Un dibattito che interessa più negli Stati Uniti che noi?
Ma sta arrivando anche qua. Per esempio nelle università. C’è una corrente di pensiero secondo cui le nostre conquiste dell’Illuminismo abbiano funzionato solo grazie alla tratta e alla schiavitù. Un’impostazione radicale, anche legittima per certi versi. È di questo tipo di mood che i giovani e le giovani che studiano questi temi oggi, sono impregnati.

Un vizio occidentale è forse la tendenza a esercitare un certo ‘paternalismo’ rispetto ad altre culture. È per questo che lei, il personaggio, manifesta fastidio?
Assolutamente. Lei ha buon gioco nell’accusarmi che la nostra è una ragione strutturalmente bianca e maschile. A sua volta lui sostiene che quando l’ossessione identitaria supera una certa linea, poi si trasforma in una guerra perpetua. Chi ha ragione? In qualche modo entrambi. Peraltro lo spettacolo ha un andamento in cui la vera protagonista è lei. Volevo davvero dar voce a una donna italiana afrodiscendente che esprime tutta la sua voglia di esserci.

Da dove ha origine questo tuo interesse per la black culture?
Da un fatto molto preciso. Nel 2017 mi sono trasferito nel centro di Bologna in un posto chiamato “casa vuota”. Al piano di sotto c’erano due appartamenti con ragazzi africani sbarcati da poco, in inserimento lavorativo. Questo vicinato ha cominciato a farmi riflettere. Quell’estate è successo anche quel fatto tremendo dello stupro di Miramare ai danni di una ragazza polacca da parte di quattro ragazzi neri. Mi colpì molto la facilità con cui i giornali italiani identificavano il corpo del maschio nero come una sorta di ‘stupratore naturale’. Ho cominciato a studiare: diritto coloniale, la storia degli Stati Uniti. E ho capito che erano temi che mi toccavano in profondità, in quanto maschio bianco.

Del resto in Italia, razzismo e colonialismo sono temi rimossi, mai affrontati seriamente…
Temi che apparentemente sembrano lontani ma in realtà arrivano, perché riguardano il potere, la disponibilità di aver diritto alla parola.

“Blind Love” ha qualcosa del dramma da camera strindberghiano?
Se devo trovare riferimenti, mi trovo di più nelle pause in stile anglosassone. Pinter, per certi versi. Cassavetes.

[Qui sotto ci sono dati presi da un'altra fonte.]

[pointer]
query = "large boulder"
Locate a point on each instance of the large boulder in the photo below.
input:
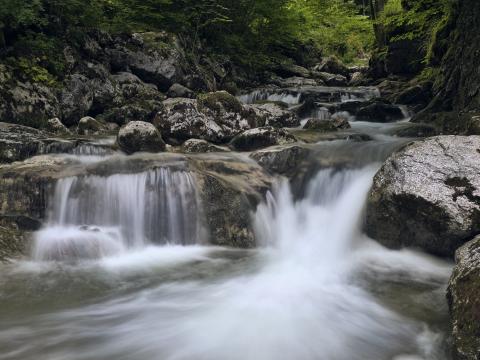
(216, 117)
(284, 161)
(464, 301)
(332, 65)
(139, 136)
(261, 137)
(274, 114)
(201, 146)
(428, 195)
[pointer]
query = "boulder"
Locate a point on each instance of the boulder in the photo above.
(274, 114)
(379, 111)
(428, 195)
(337, 122)
(55, 126)
(332, 79)
(216, 117)
(261, 137)
(201, 146)
(177, 90)
(284, 161)
(90, 126)
(332, 65)
(76, 99)
(464, 301)
(140, 136)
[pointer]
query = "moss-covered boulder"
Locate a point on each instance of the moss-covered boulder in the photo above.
(464, 301)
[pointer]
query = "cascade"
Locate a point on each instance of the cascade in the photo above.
(93, 216)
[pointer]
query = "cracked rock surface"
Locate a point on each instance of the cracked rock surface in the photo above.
(427, 195)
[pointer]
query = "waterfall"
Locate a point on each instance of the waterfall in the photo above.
(93, 216)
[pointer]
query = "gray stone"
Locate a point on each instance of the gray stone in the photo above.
(139, 136)
(464, 301)
(428, 195)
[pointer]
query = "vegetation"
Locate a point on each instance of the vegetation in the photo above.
(253, 33)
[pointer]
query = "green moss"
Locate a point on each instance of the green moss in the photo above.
(217, 100)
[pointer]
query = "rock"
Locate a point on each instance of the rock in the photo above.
(76, 99)
(379, 111)
(337, 122)
(332, 79)
(201, 146)
(177, 90)
(283, 161)
(261, 137)
(332, 65)
(89, 126)
(55, 126)
(274, 114)
(464, 301)
(25, 103)
(296, 81)
(139, 136)
(290, 70)
(427, 196)
(215, 117)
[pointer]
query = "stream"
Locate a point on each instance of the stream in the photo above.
(149, 287)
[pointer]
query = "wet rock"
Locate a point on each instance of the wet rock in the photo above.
(274, 114)
(90, 126)
(290, 70)
(177, 90)
(296, 81)
(201, 146)
(215, 117)
(332, 79)
(55, 126)
(261, 137)
(337, 122)
(139, 136)
(76, 99)
(284, 161)
(379, 111)
(428, 195)
(464, 301)
(332, 65)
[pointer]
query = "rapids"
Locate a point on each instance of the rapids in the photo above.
(149, 288)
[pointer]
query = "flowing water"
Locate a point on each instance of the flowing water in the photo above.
(148, 288)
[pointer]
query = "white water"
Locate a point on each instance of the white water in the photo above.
(299, 298)
(95, 216)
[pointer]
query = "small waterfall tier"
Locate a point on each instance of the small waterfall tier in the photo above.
(96, 216)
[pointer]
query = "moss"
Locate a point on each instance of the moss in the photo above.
(219, 100)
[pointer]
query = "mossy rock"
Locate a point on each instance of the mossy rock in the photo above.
(218, 101)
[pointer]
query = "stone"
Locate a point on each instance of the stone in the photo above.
(464, 301)
(215, 117)
(427, 196)
(139, 136)
(177, 90)
(274, 114)
(201, 146)
(332, 65)
(55, 126)
(284, 161)
(261, 137)
(90, 126)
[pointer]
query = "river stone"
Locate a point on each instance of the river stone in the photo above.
(428, 195)
(274, 114)
(201, 146)
(464, 301)
(139, 136)
(215, 117)
(55, 126)
(283, 161)
(261, 137)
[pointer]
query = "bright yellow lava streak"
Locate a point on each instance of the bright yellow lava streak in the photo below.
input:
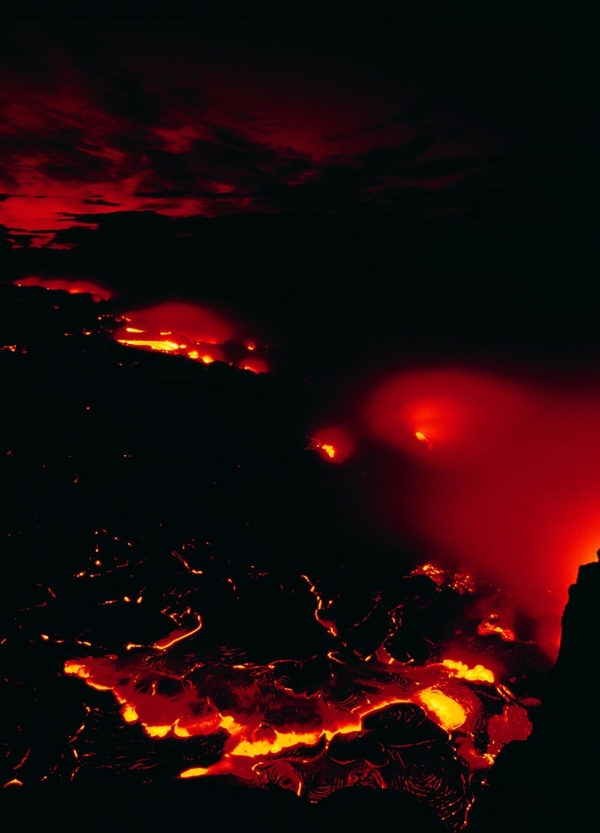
(477, 674)
(450, 714)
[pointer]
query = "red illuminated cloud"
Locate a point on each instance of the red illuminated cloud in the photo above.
(165, 126)
(333, 444)
(98, 293)
(507, 479)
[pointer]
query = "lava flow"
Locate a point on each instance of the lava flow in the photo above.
(316, 725)
(190, 330)
(98, 293)
(333, 444)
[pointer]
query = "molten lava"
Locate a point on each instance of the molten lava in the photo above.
(333, 444)
(270, 729)
(187, 329)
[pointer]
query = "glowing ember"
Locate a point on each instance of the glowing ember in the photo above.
(186, 330)
(273, 730)
(333, 444)
(490, 626)
(423, 439)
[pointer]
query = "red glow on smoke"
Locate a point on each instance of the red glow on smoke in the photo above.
(504, 475)
(333, 444)
(194, 323)
(98, 293)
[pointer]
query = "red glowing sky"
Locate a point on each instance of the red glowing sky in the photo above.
(106, 124)
(212, 117)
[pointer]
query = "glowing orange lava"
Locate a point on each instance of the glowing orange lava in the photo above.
(186, 329)
(333, 444)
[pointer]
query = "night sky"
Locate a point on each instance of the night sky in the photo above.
(364, 196)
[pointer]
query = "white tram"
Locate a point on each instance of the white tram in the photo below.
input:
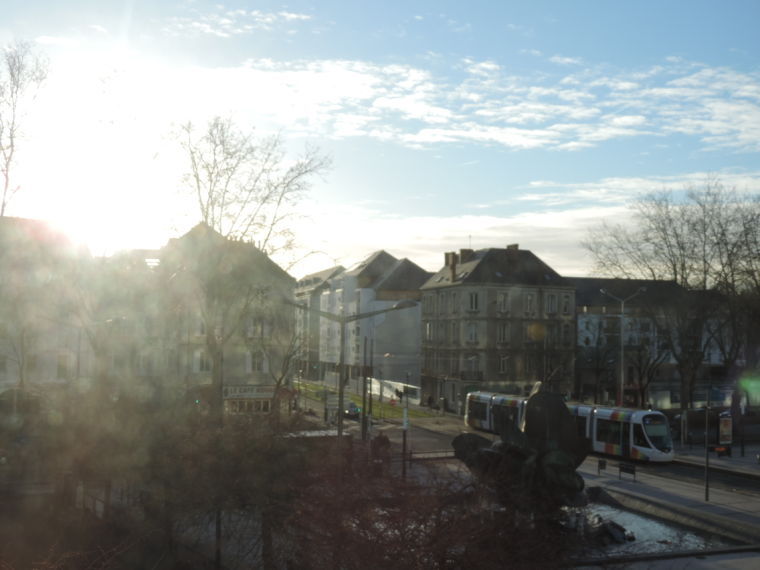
(624, 432)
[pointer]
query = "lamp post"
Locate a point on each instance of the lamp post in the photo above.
(622, 343)
(342, 321)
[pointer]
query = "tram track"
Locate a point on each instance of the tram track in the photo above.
(690, 472)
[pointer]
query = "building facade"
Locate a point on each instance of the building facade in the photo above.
(388, 341)
(495, 318)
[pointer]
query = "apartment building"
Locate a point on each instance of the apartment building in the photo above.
(495, 318)
(654, 330)
(389, 339)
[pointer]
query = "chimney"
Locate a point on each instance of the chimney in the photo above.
(466, 255)
(451, 259)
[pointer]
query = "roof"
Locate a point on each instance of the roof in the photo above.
(372, 269)
(313, 280)
(509, 266)
(205, 243)
(588, 291)
(404, 276)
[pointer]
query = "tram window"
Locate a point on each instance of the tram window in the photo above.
(638, 436)
(580, 424)
(477, 410)
(503, 416)
(607, 431)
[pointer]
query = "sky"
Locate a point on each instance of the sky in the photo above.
(449, 124)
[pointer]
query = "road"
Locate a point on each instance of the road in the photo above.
(438, 438)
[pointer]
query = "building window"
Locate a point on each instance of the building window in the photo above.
(502, 332)
(63, 370)
(530, 303)
(472, 332)
(256, 362)
(427, 304)
(455, 332)
(530, 366)
(201, 361)
(503, 302)
(454, 302)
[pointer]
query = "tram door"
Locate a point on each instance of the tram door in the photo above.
(626, 429)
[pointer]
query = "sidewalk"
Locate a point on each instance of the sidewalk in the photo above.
(749, 464)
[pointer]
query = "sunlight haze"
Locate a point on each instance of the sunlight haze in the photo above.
(449, 124)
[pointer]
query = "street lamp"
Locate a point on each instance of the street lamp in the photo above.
(343, 320)
(622, 345)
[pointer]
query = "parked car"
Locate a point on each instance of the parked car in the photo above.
(352, 411)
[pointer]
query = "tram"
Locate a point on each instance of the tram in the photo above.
(633, 434)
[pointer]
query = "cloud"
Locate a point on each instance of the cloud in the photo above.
(225, 23)
(555, 222)
(560, 60)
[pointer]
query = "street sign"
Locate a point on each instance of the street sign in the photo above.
(724, 431)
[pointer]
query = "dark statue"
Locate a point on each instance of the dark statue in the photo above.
(537, 464)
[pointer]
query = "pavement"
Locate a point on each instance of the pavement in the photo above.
(730, 515)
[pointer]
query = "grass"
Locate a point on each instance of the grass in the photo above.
(380, 410)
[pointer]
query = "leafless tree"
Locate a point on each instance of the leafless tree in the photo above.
(21, 74)
(701, 240)
(246, 187)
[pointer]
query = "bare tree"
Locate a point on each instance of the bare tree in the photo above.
(21, 74)
(701, 240)
(246, 187)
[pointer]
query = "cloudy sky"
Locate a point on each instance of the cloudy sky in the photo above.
(450, 124)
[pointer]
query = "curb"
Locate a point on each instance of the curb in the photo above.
(688, 517)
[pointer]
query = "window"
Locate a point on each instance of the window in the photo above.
(454, 302)
(502, 332)
(608, 431)
(502, 301)
(145, 365)
(201, 361)
(472, 332)
(256, 362)
(477, 410)
(551, 303)
(530, 303)
(530, 366)
(63, 369)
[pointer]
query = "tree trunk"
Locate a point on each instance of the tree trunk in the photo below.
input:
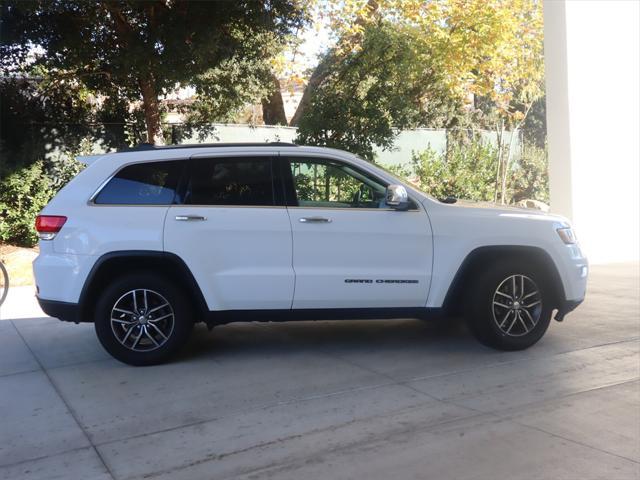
(318, 75)
(500, 136)
(273, 106)
(321, 71)
(151, 107)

Quella tensione, quel modo di far risuonare le pause, come se fosse un’altra battuta.

Questa creazione è figlia del lockdown?
Il primo quarto d’ora mi venne chiesto da Anna de Manincor di Zimmerfrei, per un film-installazione. Poi mi è venuta voglia di continuarlo. Ora sono felice di presentarlo a Modena.